You are viewing a plain text version of this content. The canonical link for it is here.
Posted to dev@arrow.apache.org by Wes McKinney <we...@gmail.com> on 2018/06/11 22:33:36 UTC

Re: PyCon Arrow Sprint: Notes and suggestions for improvement

hi Alex,

Thank you for this feedback. Arrow is not the easiest project to
contribute to because some work (e.g. a lot of things involving the
Python bindings) requires work in multiple programming languages, and
the project is of a much lower-level nature than many engineers have
had exposure to.

I agree that JIRA could be much more detailed to make it easier for
new contributors to get involved. These are struggles that many open
source projects face, and it gets easier when there are more core
project maintainers. In enterprise software engineering teams, this
work is frequently managed by a full-time product manager and/or a
tech lead and/or an engineering manager. We don't really have that
here, so it's difficult to maintain the level of JIRA/issue detail
that a project inside a large company might have. Tech leads in large
engineering teams sometimes do not write any code, they spend their
time on code review and JIRA (or equivalent) authoring to do the work
you are describing.

As the most active curator of our JIRA over the project's lifetime and
serial release manager, I have spent a significant fraction of my time
maintaining the Arrow JIRA issues: adding tags, components, organizing
release milestones, fixing titles and descriptions, asking the
reporter to clarify or add examples. It's very time consuming.

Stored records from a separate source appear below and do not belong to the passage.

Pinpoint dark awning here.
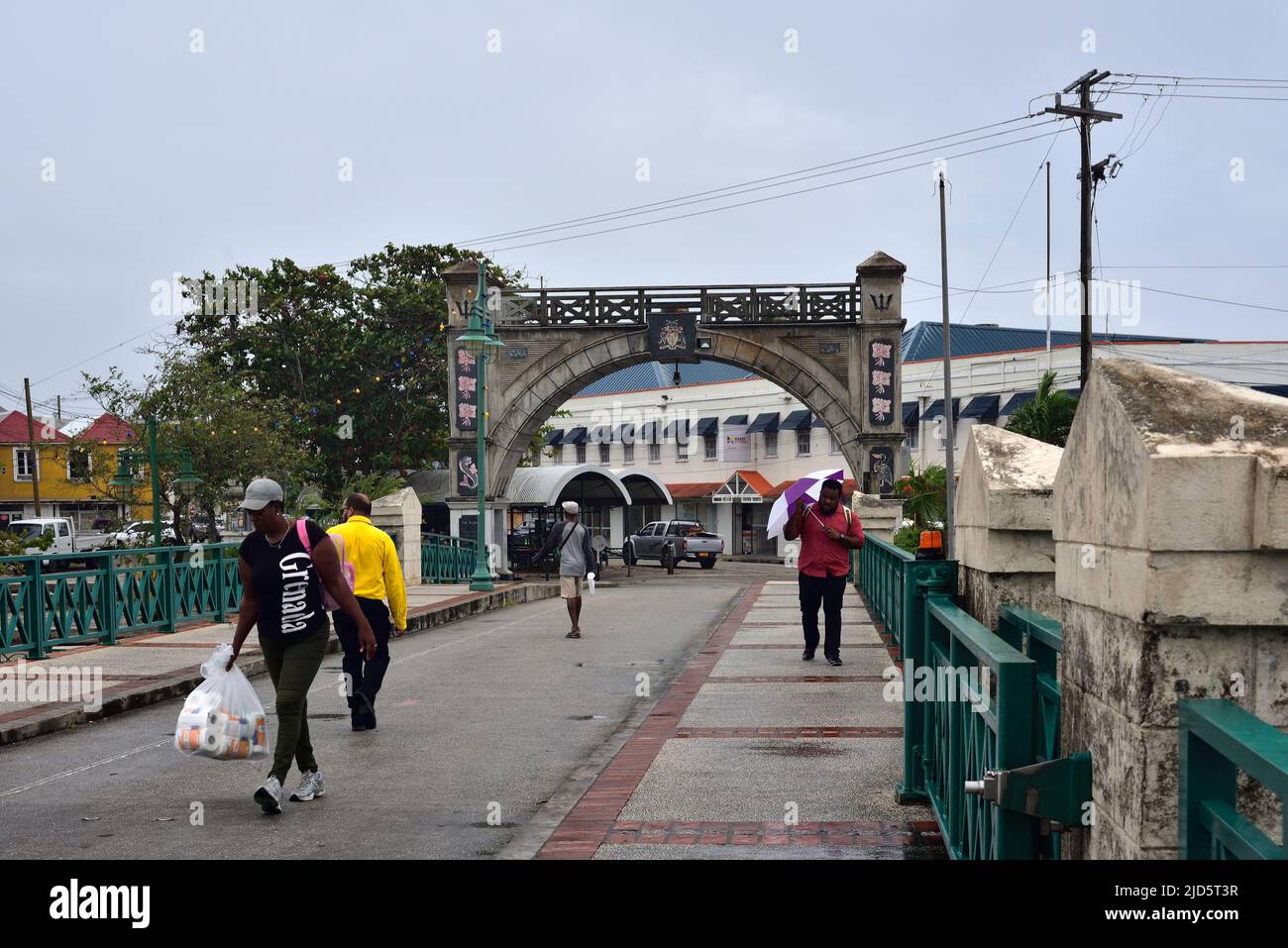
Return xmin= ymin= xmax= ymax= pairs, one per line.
xmin=921 ymin=398 xmax=962 ymax=421
xmin=780 ymin=408 xmax=814 ymax=432
xmin=999 ymin=391 xmax=1038 ymax=415
xmin=962 ymin=395 xmax=1002 ymax=421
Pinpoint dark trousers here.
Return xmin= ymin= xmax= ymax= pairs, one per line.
xmin=798 ymin=574 xmax=845 ymax=658
xmin=259 ymin=625 xmax=331 ymax=784
xmin=331 ymin=596 xmax=393 ymax=708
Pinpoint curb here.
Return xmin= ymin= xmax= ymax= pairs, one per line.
xmin=0 ymin=582 xmax=559 ymax=746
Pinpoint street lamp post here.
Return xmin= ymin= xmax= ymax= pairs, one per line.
xmin=112 ymin=417 xmax=201 ymax=546
xmin=458 ymin=261 xmax=502 ymax=592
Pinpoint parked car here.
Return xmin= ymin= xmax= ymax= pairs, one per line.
xmin=622 ymin=520 xmax=724 ymax=570
xmin=8 ymin=516 xmax=112 ymax=554
xmin=112 ymin=520 xmax=175 ymax=548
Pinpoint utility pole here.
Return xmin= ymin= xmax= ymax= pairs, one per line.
xmin=1042 ymin=69 xmax=1124 ymax=385
xmin=939 ymin=171 xmax=957 ymax=559
xmin=1047 ymin=161 xmax=1051 ymax=372
xmin=22 ymin=378 xmax=40 ymax=518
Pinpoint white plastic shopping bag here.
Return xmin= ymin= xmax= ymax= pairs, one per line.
xmin=174 ymin=645 xmax=268 ymax=760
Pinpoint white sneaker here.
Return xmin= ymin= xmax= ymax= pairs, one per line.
xmin=255 ymin=777 xmax=282 ymax=812
xmin=291 ymin=771 xmax=326 ymax=802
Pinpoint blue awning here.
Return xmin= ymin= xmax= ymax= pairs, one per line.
xmin=780 ymin=408 xmax=814 ymax=432
xmin=961 ymin=395 xmax=1002 ymax=421
xmin=999 ymin=391 xmax=1038 ymax=415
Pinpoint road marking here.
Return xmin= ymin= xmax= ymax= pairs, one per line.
xmin=0 ymin=605 xmax=564 ymax=799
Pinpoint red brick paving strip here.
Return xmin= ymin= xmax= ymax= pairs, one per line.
xmin=605 ymin=819 xmax=943 ymax=855
xmin=675 ymin=724 xmax=903 ymax=741
xmin=537 ymin=579 xmax=765 ymax=859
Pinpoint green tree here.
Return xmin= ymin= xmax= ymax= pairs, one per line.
xmin=176 ymin=244 xmax=520 ymax=496
xmin=1006 ymin=372 xmax=1078 ymax=447
xmin=85 ymin=349 xmax=312 ymax=539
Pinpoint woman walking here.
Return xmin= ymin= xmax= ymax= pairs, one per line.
xmin=228 ymin=477 xmax=376 ymax=812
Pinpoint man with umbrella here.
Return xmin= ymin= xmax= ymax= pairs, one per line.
xmin=783 ymin=477 xmax=863 ymax=666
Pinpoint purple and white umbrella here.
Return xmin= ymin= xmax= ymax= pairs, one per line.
xmin=765 ymin=471 xmax=844 ymax=537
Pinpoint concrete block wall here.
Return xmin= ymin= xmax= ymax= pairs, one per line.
xmin=1052 ymin=360 xmax=1288 ymax=859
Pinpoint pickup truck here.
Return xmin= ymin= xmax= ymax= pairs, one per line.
xmin=8 ymin=516 xmax=112 ymax=554
xmin=622 ymin=520 xmax=724 ymax=570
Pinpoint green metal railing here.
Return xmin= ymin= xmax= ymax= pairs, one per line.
xmin=0 ymin=544 xmax=241 ymax=658
xmin=858 ymin=537 xmax=1091 ymax=859
xmin=1177 ymin=698 xmax=1288 ymax=859
xmin=420 ymin=533 xmax=478 ymax=582
xmin=921 ymin=592 xmax=1040 ymax=859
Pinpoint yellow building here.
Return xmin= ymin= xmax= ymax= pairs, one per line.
xmin=0 ymin=411 xmax=152 ymax=532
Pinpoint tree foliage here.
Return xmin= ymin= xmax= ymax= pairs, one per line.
xmin=1006 ymin=372 xmax=1078 ymax=447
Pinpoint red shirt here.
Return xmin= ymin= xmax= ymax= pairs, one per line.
xmin=796 ymin=503 xmax=863 ymax=578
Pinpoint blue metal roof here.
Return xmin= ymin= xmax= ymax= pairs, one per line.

My sense (without crunching the data) is that the lion's share
(probably over 50%) of the project's maintenance (the work that
happens outside of writing code -- JIRA management and code reviews /
merging patches) over the last 2.5 years has been done by 2 people:
Uwe Korn and myself. I don't see how we can do significantly better
than we are right now without more maintainers coming on board --
Antoine Pitrou joined the project earlier this year and has already
made a big impact. I have just created a new organization (Ursa Labs)
with the goal of providing full-time employment for Apache Arrow
maintainers/developers.

Thanks,
Wes

On Fri, May 25, 2018 at 9:08 PM, Alex Hagerman <al...@unexpectedeof.net> wrote:
> I recently went to my first PyCon. As part of that trip I had planned to participate in the sprint days with a focus on Apache Arrow. It's a library that I make use of daily and so I was hoping to use this time to contribute back while also helping new contributors on board. While the sprint days were not as productive as I had hoped they would be I think there were plenty of learning opportunities.
>
> • Because PyArrow binds to the C++ implementation a lot of tickets that start in the Python project can turn into tickets that require changes in the C++ project. Sometimes this made it difficult to suggest code oriented tickets if somebody was only comfortable with Python. I don't think this is a problem, but might be worth calling out on the Development or Getting Involved pages.
> • Related to the above point I've noticed more tickets being marked C++/Python. This was a big help as people were looking through JIRA
> • As Aneesh Karve and I tried to help individuals find a ticket to work on we noticed a lot of variation in tickets labelled beginner. Because of that we wanted to propose beginner tickets meet some criteria:
> o The ticket is labelled beginner
> o The ticket is not obsolete due to a new commit, library change, etc
> o The ticket clearly describes both the intent and potential implementation. API design or contact details would be helpful.
> o If manipulating pre-existing code it would be helpful to call out the directories and files if possible.
> o All language(s) required are tagged.
> o Consider if the ticket should be two tickets. For instance if there is a C++ component and a Python component is it possible for that to be two tickets with the Python ticket relying on the C++ being completed?
> • We also think it would be helpful to have a core contributor at any sprint for Apache Arrow. Due to the nature of the project; and some of the history that may not be readily accessible there is the potential for hidden complexity or implementation choices that conflict with historical design decisions. It's difficult to catch this up front without a core contributor present.
>
> One thing I want to call out was the interest around Arrow. We probably had 15 individuals throughout the course of the sprint days that showed up interested in helping the project.
>
> If you have any other questions related to the PyCon sprint I’m happy to provide any additional information I can.
>
> Thanks,
> Alex